O ministro do STF (Supremo Tribunal Federal) Edson Fachin revogou decisão do presidente da corte, Dias Toffoli, que determinava o compartilhamento de dados da Lava Jato com a PGR (Procuradoria-Geral da República).
Toffoli havia dado a decisão no início de julho porque, durante o recesso do Judiciário, o presidente do Supremo fica responsável por todos os processos que chegam ao tribunal.
Com o retorno dos trabalhos nesta segunda-feira (3), Fachin reassumiu o caso e reverteu a decisão do colega. Agora, cabe a Toffoli decidir se leva o tema para julgamento no plenário do STF. A PGR informou que recorrerá da decisão de Fachin.
Um integrante da PGR ouvido pela Folha afirmou que a decisão desta segunda-feira foi animadora para a maioria preocupada com os sinais de desestruturação das forças-tarefas.
Com a decisão de Fachin, a PGR não poderá mais usar os elementos colhidos para abrir procedimento disciplinar contra os procuradores, por exemplo. O ministro do STF também determinou que o processo não deve mais correr sob sigilo.
A ordem de Fachin tem efeito retroativo, o que invalida as providências já tomadas pela PGR, a partir do que havia decidido Toffoli.

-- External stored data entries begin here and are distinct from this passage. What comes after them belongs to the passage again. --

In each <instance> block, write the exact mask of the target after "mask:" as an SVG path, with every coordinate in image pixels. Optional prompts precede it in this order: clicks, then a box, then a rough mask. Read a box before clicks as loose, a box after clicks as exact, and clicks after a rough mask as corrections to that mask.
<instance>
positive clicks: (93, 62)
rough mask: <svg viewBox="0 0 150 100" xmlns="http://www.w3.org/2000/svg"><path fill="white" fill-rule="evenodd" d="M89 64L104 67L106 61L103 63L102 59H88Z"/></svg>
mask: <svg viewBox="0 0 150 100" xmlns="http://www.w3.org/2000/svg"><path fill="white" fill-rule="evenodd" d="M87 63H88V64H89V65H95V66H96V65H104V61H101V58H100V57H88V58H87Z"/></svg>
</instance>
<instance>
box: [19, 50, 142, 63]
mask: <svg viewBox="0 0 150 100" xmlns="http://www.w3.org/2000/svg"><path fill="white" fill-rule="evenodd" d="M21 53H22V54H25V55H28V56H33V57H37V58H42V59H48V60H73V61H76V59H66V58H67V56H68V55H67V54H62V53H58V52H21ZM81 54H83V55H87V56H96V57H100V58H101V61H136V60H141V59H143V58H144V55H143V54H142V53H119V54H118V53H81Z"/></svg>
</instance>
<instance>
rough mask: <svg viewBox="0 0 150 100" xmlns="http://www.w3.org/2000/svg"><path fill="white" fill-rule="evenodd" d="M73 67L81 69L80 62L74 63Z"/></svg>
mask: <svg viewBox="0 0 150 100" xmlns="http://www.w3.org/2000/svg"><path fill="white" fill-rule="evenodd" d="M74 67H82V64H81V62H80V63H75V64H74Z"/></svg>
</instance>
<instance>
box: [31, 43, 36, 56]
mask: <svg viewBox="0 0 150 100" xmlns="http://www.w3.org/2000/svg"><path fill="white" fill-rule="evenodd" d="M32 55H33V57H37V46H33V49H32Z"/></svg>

O procurador-geral da República, Augusto Aras, havia enviado integrantes da Secretaria de Perícia, Pesquisa e Análise, vinculada ao seu gabinete, para buscarem dados da Lava Jato nas forças-tarefas de Curitiba, de São Paulo e do Rio de Janeiro.
Em Curitiba, devido ao grande volume de dados, o trabalho levaria até um mês. A PGR não informou o status das atividades no Rio e em São Paulo. O trabalho de intercâmbio dos dados envolve informações sigilosas.
A relação entre a PGR e a Lava Jato ficou mais tensa após a decisão de Toffoli. Aras afirmou em uma videoconferência, na semana passada, que o trabalho da operação não tem transparência.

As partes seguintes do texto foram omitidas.